My fascination with borage began last year when I read that as a companion plant it could improve the taste of strawberries and was good to grow with tomatoes as it confuses the moth mothers of tomato hornworms. I was further drawn in when I read that the flowers where edible and that people froze them into ice cubes. And the interesting facts that they somehow taste like cucumbers and that traditionally they were grown to ward off melancholy sealed the deal for me. I wanted a borage plant.
Never mind that they are suposed to grow up to 3 feet and be a foot wide and that is probably a third of the size of my balcony. The more research I did on the plant the more I wanted one. Borage flowers attract beneficial bugs that eat the nasty aphids! Borage flowers attract pollinators. Pretty flowers, awesome companion plant, and it atracts the good bugs – I WANTED!
Last year I tried growing a plant from seed with the tomatoes, but I think that the tomato somehow shadowed the borage too much and it died before it really reached its true leaf stage. And since for part of the summer I went away, I contented myself with my other plants.
But still the pretty blue flowers stayed in the back of my head.
This year I thought that maybe what I needed to do was to start it early, that way I would give the young plant a better chance at growing big enough to transplant out.
It grew, yes. But I don’t think that borage is really one of those plants that you should start early. It has a really long tap root which makes it hard to transplant without damaging that root.

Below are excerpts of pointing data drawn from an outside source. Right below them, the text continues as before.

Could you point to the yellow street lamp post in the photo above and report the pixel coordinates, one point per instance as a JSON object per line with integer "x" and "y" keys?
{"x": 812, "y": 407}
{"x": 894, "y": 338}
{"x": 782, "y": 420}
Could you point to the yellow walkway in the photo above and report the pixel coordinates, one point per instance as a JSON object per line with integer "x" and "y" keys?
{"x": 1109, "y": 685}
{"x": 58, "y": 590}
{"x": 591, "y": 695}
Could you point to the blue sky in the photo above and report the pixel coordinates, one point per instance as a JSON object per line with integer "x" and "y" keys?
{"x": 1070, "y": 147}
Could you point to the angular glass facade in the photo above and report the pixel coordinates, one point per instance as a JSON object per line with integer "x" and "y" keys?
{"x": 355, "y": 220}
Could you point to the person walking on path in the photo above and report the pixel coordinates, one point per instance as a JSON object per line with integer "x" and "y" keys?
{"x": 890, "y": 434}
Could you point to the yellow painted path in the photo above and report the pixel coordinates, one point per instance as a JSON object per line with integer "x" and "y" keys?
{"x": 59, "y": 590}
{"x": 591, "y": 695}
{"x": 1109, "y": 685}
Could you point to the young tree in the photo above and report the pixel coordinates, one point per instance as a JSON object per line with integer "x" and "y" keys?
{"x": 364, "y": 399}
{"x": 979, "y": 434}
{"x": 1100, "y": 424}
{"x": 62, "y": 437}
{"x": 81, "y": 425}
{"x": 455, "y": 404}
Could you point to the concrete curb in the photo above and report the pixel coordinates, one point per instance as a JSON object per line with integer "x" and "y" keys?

Regardless of a little rough manhandling when it was transplanted my baby borage did fairly well in the yucky early summer weather that plagued us in May and June. And then the sun finally appeared and the weather warmed up and my borage is in BLOOM.
I have it growing in a fairly small container in an effort to restrain its growth. I cannot have a prickly leaved behemoth taking over my balcony. It sits in the sunniest corner of my balcony all dainty-flowered and prickly-leaved bringing bees over to the tomato plants that live near by.
So explain to me, if borage is a companion plant to attract the beneficials, why the heck does my borage have aphids?